Obama arrived in Strasbourg from the Group of 20 summit in London, which focused on the global economic crisis. The NATO summit could be more difficult for Obama, in part because of Afghanistan. But other touchy issues include strains over the future of the alliance in the face of growing Russian irritation. And members this week confronted differences over a new NATO leader.

Turkish officials object to the selection of Danish Prime Minister Anders Fogh Rasmussen, who spoke out in favor of the press freedoms after a Danish newspaper in 2006 published cartoons of the Prophet Muhammad, enraging Muslims.

Throughout his European tour so far, Obama has employed a strategy well-honed at home: interspersing high-level meetings with pep rallies catering directly to their bases of support.

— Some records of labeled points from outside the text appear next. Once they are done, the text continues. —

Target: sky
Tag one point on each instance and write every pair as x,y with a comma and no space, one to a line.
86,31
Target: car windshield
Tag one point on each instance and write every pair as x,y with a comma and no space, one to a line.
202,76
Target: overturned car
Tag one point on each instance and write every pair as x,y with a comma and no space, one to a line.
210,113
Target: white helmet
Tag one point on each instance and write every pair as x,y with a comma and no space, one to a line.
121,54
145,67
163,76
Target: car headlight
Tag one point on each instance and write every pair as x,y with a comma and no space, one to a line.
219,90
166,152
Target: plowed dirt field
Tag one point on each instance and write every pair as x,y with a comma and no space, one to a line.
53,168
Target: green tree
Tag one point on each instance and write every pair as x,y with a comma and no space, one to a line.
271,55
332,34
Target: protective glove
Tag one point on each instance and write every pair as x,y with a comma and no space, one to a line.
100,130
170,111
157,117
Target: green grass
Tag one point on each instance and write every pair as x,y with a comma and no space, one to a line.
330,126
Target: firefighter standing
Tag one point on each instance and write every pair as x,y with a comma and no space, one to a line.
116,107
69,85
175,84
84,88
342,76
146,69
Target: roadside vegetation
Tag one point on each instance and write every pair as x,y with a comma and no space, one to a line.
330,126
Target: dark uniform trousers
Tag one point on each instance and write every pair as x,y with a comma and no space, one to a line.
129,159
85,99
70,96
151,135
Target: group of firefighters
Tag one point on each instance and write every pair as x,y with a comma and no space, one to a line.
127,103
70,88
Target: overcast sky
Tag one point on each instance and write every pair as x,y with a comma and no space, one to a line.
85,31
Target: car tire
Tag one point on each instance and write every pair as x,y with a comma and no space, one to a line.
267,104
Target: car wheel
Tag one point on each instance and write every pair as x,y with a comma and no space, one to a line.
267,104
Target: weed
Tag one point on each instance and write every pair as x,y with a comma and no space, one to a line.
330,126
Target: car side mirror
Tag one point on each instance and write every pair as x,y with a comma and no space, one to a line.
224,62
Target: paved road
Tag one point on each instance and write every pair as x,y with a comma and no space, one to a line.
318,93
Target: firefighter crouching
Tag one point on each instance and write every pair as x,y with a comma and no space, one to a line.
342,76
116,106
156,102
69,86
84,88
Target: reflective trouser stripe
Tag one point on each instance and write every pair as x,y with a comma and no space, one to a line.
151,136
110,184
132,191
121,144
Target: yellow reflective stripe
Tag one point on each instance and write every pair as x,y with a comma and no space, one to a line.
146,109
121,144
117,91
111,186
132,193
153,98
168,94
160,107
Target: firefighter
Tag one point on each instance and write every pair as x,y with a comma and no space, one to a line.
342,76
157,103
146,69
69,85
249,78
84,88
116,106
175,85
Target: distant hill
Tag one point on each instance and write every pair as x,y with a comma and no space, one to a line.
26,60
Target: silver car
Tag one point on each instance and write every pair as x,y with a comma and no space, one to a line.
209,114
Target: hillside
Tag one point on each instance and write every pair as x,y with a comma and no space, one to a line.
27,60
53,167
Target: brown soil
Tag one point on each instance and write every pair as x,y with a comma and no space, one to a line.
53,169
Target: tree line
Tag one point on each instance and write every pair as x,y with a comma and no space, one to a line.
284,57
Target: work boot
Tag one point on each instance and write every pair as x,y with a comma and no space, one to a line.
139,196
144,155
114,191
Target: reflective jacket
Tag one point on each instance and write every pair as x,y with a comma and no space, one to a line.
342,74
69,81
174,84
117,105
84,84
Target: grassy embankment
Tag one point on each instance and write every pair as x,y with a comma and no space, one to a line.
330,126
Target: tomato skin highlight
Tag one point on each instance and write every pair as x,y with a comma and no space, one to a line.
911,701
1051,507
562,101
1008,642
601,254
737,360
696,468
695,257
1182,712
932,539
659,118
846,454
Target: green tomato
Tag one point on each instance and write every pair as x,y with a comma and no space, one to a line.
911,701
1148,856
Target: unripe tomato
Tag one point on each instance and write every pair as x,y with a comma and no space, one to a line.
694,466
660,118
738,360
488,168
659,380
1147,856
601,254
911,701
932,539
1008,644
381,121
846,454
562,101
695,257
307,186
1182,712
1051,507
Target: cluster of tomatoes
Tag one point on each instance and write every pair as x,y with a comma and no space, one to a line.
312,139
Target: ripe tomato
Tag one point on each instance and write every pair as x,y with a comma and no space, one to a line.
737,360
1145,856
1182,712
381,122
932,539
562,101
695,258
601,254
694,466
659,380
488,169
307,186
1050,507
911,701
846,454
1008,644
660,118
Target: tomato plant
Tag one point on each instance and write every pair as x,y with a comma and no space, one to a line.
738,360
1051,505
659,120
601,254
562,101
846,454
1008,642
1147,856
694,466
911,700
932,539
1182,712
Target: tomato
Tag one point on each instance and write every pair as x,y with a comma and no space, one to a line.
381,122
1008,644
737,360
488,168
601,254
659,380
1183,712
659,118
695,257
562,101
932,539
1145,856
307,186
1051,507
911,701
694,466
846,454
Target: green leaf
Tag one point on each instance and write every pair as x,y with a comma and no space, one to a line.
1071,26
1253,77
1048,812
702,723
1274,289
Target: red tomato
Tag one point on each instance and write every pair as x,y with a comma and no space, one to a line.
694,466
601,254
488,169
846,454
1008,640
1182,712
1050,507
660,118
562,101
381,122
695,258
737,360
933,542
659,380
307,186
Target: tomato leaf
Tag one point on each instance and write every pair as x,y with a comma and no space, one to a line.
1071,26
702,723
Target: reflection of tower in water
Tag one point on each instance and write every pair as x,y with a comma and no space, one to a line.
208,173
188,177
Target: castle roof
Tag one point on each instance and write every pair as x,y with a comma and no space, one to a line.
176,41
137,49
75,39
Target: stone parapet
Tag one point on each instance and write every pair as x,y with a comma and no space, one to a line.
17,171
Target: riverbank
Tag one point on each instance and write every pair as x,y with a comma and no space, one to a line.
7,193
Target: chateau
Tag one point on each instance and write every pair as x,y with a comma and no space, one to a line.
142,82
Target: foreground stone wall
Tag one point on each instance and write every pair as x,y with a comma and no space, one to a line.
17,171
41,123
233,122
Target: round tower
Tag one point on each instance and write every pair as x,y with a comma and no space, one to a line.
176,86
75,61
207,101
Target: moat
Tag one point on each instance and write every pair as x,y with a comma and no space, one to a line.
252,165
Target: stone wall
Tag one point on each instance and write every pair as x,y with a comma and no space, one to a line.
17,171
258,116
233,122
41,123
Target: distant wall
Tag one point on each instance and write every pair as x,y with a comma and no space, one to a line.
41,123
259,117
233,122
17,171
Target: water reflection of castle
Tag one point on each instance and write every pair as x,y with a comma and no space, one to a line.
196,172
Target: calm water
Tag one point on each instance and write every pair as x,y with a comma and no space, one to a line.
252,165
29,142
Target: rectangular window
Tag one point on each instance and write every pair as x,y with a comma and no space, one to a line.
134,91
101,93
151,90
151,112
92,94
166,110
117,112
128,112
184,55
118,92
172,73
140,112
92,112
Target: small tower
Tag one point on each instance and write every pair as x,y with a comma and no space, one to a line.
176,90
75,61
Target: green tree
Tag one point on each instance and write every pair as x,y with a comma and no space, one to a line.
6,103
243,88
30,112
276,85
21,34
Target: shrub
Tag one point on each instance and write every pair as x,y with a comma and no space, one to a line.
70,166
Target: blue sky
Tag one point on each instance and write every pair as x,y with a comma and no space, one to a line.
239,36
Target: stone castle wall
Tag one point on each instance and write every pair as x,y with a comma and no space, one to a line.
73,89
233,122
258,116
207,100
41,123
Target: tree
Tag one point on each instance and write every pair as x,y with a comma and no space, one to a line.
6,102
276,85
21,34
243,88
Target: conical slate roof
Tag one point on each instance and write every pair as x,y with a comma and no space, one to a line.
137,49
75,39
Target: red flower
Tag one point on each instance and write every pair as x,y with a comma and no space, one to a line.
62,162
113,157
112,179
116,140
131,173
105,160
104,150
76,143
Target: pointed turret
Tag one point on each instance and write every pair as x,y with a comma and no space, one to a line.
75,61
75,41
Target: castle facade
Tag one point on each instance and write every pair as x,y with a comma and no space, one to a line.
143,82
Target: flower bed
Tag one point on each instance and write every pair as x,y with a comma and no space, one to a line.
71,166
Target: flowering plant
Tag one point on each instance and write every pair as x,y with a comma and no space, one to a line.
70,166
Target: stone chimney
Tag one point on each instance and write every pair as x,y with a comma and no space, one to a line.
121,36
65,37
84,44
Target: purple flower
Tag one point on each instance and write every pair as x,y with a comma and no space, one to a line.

On Friday, the president held a town hall meeting in a local sports arena, where hundreds of screaming teenagers filled the room and lavished Obama with public displays of approval. Broadcast images could easily be seen by the NATO summit hosts.

In the United States, Obama told the crowd, there has been a failure to appreciate the “leading role” Europe plays in the world.

“Instead of celebrating your dynamic union and seeking to partner with you to meet common challenges, there have been times where America has shown arrogance and been dismissive, even derisive,” he said.

But Obama did not lay all the blame on U.S. attitudes.

“In Europe, there is an anti-Americanism that is at once casual but can also be insidious,” he said. “Instead of recognizing the good that America so often does in the world, there have been times where Europeans choose to blame America for much of what’s bad.”

Such attitudes are unwise and untrue, he said.

“They fail to acknowledge the fundamental truth that America cannot confront the challenges of this century alone, but that Europe cannot confront them without America,” he said.

It was a new twist on the conciliatory approach Obama has taken over the past four days as he travels through Europe. The Obama strategy is powered in part by the popularity of the new American first couple, evident in the meetings with world leaders and in interactions with the public.

The Obamas were greeted like celebrities when they arrived in this city in the Alsace-Lorraine region. When they joined Sarkozy and his wife, Carla Bruni, at the Palais Rohan, they were thronged by crowds who waved, calling out to them and taking pictures.

Obama’s job of finding extra help from NATO allies for Afghanistan was complicated by news that Afghanistan is in the process of enacting a law on marriage that human rights advocates contend would allow a husband to rape his wife. The law, which has yet to take effect, applies to the country’s Shiite minority.

NATO Secretary General Jaap de Hoop Scheffer said that actions which Europeans find revolting make NATO’s involvement more difficult.